CPO 365 instills joint heritage

  • Published
  • By Staff Sgt. Ashley Hawkins
  • JIOCEUR Analytic Center Public Affairs
Editor's note: Due to the sensitivity of the joint intelligence mission, the last names of personnel have been removed in this article.

As part of the first phase of the Chief Petty Officer 365 program, which includes fostering team building, Navy personnel assigned to the U.S. European and Africa commands joined together for a heritage run at RAF Molesworth, United Kingdom June 19.

Started in 2010 by U.S. Master Chief Petty Officer of the Navy, Rick D. West, CPO 365 was designed as a year-round, three-phase training program allowing unit chief petty officers to train board-eligible first class petty officers to become chiefs themselves, in lieu of the standard noncommissioned officer academy.

"A lot of the time it's classroom training and lectures," said Cryptologic Technician Collection Senior Chief Kristofor, Joint Intelligence Operations Center, Europe Analytic Center senior enlisted leader. "This was different in that we planned physical training, classroom training and heritage all into one."

Due to the joint environment, the Navy heritage portion in phase one was replaced with the heritage of Molesworth.

"We have a lot of heritage here at Molesworth," said Kristofor. "It was a fun way to do our training instead of [slides] all day."

In order to execute all of these into one, according to Petty Officer 1st Class Burton, AFRICOM analyst, it took three to four weeks of planning and coordinating with security forces, the fire department in case of emergencies, and internal coordination between peers.

With approximately 40 petty officer first classes and 15 active-duty, reserve and retired chief petty officers across Molesworth involved in the program, maintaining focus was crucial.

"When everything is taken into consideration, both commands are very busy but, there was still a really good turnout," said Burton. "To plan a run seems easy to do, but considering operation management and delegating roles within the peer group to decide who was responsible for what is difficult. Everyone can bring in what they learned from success in the past, so what we did was develop plans, got feedback, then re-briefed the plans so the execution could go smoothly."

During the run, the group stopped at four "stations" to learn about the historical value of that particular area.

The areas were the 303rd Bombardment Group, (Hell's Angels), memorial, the JAC, the aircraft hangars and the mobile nuclear armed Ground Launched Cruise Missiles area.

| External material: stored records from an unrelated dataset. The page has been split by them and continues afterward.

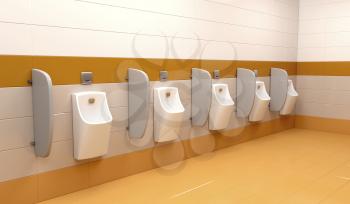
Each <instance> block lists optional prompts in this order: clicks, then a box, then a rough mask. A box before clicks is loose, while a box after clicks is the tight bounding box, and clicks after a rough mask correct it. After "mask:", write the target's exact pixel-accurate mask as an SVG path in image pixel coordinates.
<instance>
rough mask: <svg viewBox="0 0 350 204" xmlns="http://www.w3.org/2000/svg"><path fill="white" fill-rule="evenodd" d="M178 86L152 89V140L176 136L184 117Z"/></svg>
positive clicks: (183, 109)
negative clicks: (153, 132) (152, 104)
mask: <svg viewBox="0 0 350 204" xmlns="http://www.w3.org/2000/svg"><path fill="white" fill-rule="evenodd" d="M184 113H185V108H184V107H183V105H182V103H181V100H180V96H179V91H178V88H176V87H160V88H155V89H154V130H153V131H154V140H155V141H156V142H169V141H173V140H176V139H177V138H178V134H179V130H180V127H181V123H182V121H183V118H184Z"/></svg>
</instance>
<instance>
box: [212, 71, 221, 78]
mask: <svg viewBox="0 0 350 204" xmlns="http://www.w3.org/2000/svg"><path fill="white" fill-rule="evenodd" d="M213 78H214V79H220V70H218V69H215V70H214V72H213Z"/></svg>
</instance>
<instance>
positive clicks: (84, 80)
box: [80, 72, 92, 85]
mask: <svg viewBox="0 0 350 204" xmlns="http://www.w3.org/2000/svg"><path fill="white" fill-rule="evenodd" d="M80 80H81V84H83V85H90V84H92V72H82V73H81V74H80Z"/></svg>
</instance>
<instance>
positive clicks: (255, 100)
mask: <svg viewBox="0 0 350 204" xmlns="http://www.w3.org/2000/svg"><path fill="white" fill-rule="evenodd" d="M270 100H271V98H270V96H269V94H268V93H267V91H266V88H265V83H264V82H263V81H256V90H255V98H254V104H253V108H252V110H251V111H250V114H249V121H251V122H257V121H261V120H263V119H264V117H265V114H266V112H267V111H268V109H269V103H270Z"/></svg>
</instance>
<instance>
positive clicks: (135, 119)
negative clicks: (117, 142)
mask: <svg viewBox="0 0 350 204" xmlns="http://www.w3.org/2000/svg"><path fill="white" fill-rule="evenodd" d="M128 89H129V90H128V114H129V126H128V130H129V137H130V138H142V137H143V135H144V133H145V131H146V127H147V122H148V114H149V106H150V105H149V97H150V83H149V79H148V76H147V74H146V73H145V72H143V71H141V70H138V69H132V68H129V69H128Z"/></svg>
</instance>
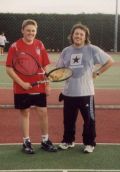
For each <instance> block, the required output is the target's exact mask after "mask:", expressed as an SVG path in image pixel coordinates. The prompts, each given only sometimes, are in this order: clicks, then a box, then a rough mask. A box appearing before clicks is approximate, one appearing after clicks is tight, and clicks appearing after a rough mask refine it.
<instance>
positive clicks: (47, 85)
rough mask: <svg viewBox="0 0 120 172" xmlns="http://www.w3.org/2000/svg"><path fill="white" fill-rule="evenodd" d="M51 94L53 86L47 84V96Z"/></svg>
mask: <svg viewBox="0 0 120 172" xmlns="http://www.w3.org/2000/svg"><path fill="white" fill-rule="evenodd" d="M50 93H51V86H50V85H49V84H46V95H47V96H49V95H50Z"/></svg>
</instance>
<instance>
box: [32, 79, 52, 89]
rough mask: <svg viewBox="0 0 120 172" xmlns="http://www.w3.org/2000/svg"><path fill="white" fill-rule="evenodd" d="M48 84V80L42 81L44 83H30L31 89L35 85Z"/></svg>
mask: <svg viewBox="0 0 120 172" xmlns="http://www.w3.org/2000/svg"><path fill="white" fill-rule="evenodd" d="M47 82H49V81H48V80H44V81H36V82H33V83H31V85H32V87H34V86H36V85H39V84H44V83H47Z"/></svg>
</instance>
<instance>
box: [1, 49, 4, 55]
mask: <svg viewBox="0 0 120 172" xmlns="http://www.w3.org/2000/svg"><path fill="white" fill-rule="evenodd" d="M1 54H2V55H3V54H4V47H2V48H1Z"/></svg>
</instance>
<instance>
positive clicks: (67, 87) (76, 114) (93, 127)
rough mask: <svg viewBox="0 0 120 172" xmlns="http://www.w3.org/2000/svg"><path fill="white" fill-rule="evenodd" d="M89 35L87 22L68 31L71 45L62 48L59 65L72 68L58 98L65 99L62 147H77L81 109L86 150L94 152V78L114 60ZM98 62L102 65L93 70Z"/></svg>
mask: <svg viewBox="0 0 120 172" xmlns="http://www.w3.org/2000/svg"><path fill="white" fill-rule="evenodd" d="M89 36H90V33H89V29H88V28H87V27H86V26H85V25H82V24H76V25H74V26H73V27H72V29H71V33H70V35H69V38H70V41H71V45H70V46H68V47H66V48H64V49H63V51H62V53H61V56H60V58H59V60H58V62H57V65H56V66H57V67H68V68H71V69H72V71H73V75H72V77H71V78H70V79H68V80H67V81H66V82H65V86H64V89H63V91H62V93H61V94H60V96H59V100H60V101H62V100H63V101H64V108H63V115H64V134H63V140H62V142H61V143H60V145H59V148H61V149H68V148H70V147H74V141H75V128H76V120H77V115H78V111H79V110H80V112H81V115H82V117H83V121H84V125H83V133H82V136H83V144H84V152H86V153H91V152H93V150H94V148H95V145H96V141H95V137H96V129H95V103H94V94H95V92H94V83H93V79H94V78H96V77H98V76H100V75H101V74H102V73H103V72H105V71H106V70H107V69H108V68H109V67H110V66H112V64H113V60H112V58H111V56H109V55H108V54H107V53H105V52H104V51H103V50H102V49H100V48H99V47H97V46H95V45H92V44H91V43H90V40H89ZM97 64H100V67H99V69H97V70H96V71H94V67H95V65H97Z"/></svg>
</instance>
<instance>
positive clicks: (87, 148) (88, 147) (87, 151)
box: [84, 145, 95, 153]
mask: <svg viewBox="0 0 120 172" xmlns="http://www.w3.org/2000/svg"><path fill="white" fill-rule="evenodd" d="M94 149H95V147H94V146H91V145H86V146H85V148H84V152H85V153H92V152H93V151H94Z"/></svg>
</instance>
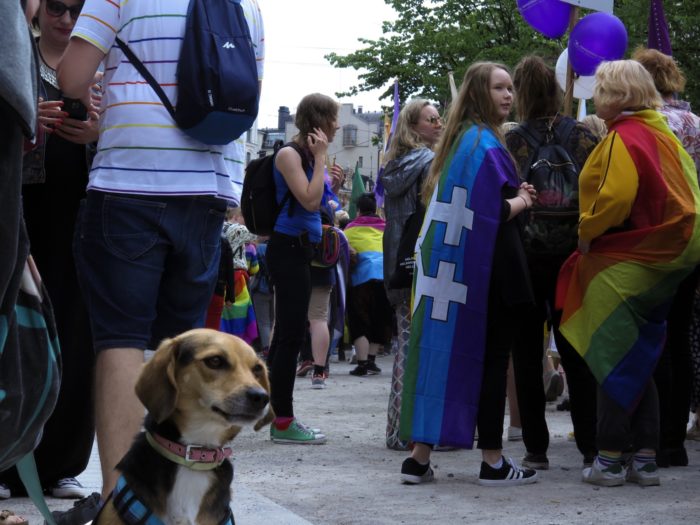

"These were the four locations with historical value," said Burton. "The hangars used during WWII are still here and still in use today. Everyone passes the Hell's Angels memorial at the front gate. Hell's Angels is a big part of American history. I didn't even know the bunkers here used to have nuclear missiles. It's a privilege to learn what this base is really about and for people to be able to come here and see it."

With the knowledge gained from the event, Kristofor hopes to pass on the information to all of Molesworth.

"The heritage run program is built now, this benefits everyone," said Kristofor. "We will disseminate it out in case the Army, Marine or the Air Force elements want to use it here at the JAC or at AFRICOM.

Throughout the event, the group made sure to stay on track with the focus of the first stage - team building.

"Camaraderie was very important," said Burton. With having to juggle two commands, it was extremely essential to have team building."

According to Burton, everything went according to plan in making sure the CPO 365 at Molesworth continues to live out the plan MCPON had in mind of building esprit de corps, gaining constructive knowledge through mentoring future Navy chiefs, all while having fun 365 days of the year.